Resolving Sentiment Discrepancy for Multimodal Sentiment Detection via Semantics Completion and Decomposition
Daiqing Wu, Dongbao Yang, Huawen Shen, Can Ma, Yu Zhou
TL;DR
The paper addresses sentiment discrepancy in multimodal image-text posts by introducing CoDe, a network with semantics completion and semantics decomposition to jointly model cross-modal consistency and discrepancy. Semantics completion leverages in-image text to bridge image and text representations, while semantics decomposition splits modalities into shared and private sentiment components, guided by soft inter-modal contrastive learning. Fusion via cross-attention combines consistent sentiment with the learned discrepant sentiment, and the total objective combines classification, exclusive projection, and contrastive terms.

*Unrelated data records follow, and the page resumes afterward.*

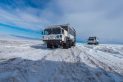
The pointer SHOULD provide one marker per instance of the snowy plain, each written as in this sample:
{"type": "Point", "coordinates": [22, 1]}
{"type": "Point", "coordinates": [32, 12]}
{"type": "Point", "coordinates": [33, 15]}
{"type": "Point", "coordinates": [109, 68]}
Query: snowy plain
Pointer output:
{"type": "Point", "coordinates": [31, 61]}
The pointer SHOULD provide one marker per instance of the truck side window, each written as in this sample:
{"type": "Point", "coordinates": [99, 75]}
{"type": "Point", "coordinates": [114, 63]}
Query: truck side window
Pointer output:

Across four benchmark datasets, CoDe achieves state-of-the-art performance, with ablations confirming the contribution of each module and analyses indicating improved cross-modal alignment, robustness to varying in-image text quality, and generalization to aspect-based multimodal sentiment tasks.
Abstract
With the proliferation of social media posts in recent years, the need to detect sentiments in multimodal (image-text) content has grown rapidly. Since posts are user-generated, the image and text from the same post can express different or even contradictory sentiments, leading to potential \textbf{sentiment discrepancy}. However, existing works mainly adopt a single-branch fusion structure that primarily captures the consistent sentiment between image and text. The ignorance or implicit modeling of discrepant sentiment results in compromised unimodal encoding and limited performance. In this paper, we propose a semantics Completion and Decomposition (CoDe) network to resolve the above issue. In the semantics completion module, we complement image and text representations with the semantics of the in-image text, helping bridge the sentiment gap. In the semantics decomposition module, we decompose image and text representations with exclusive projection and contrastive learning, thereby explicitly capturing the discrepant sentiment between modalities. Finally, we fuse image and text representations by cross-attention and combine them with the learned discrepant sentiment for final classification. Extensive experiments on four datasets demonstrate the superiority of CoDe and the effectiveness of each proposed module.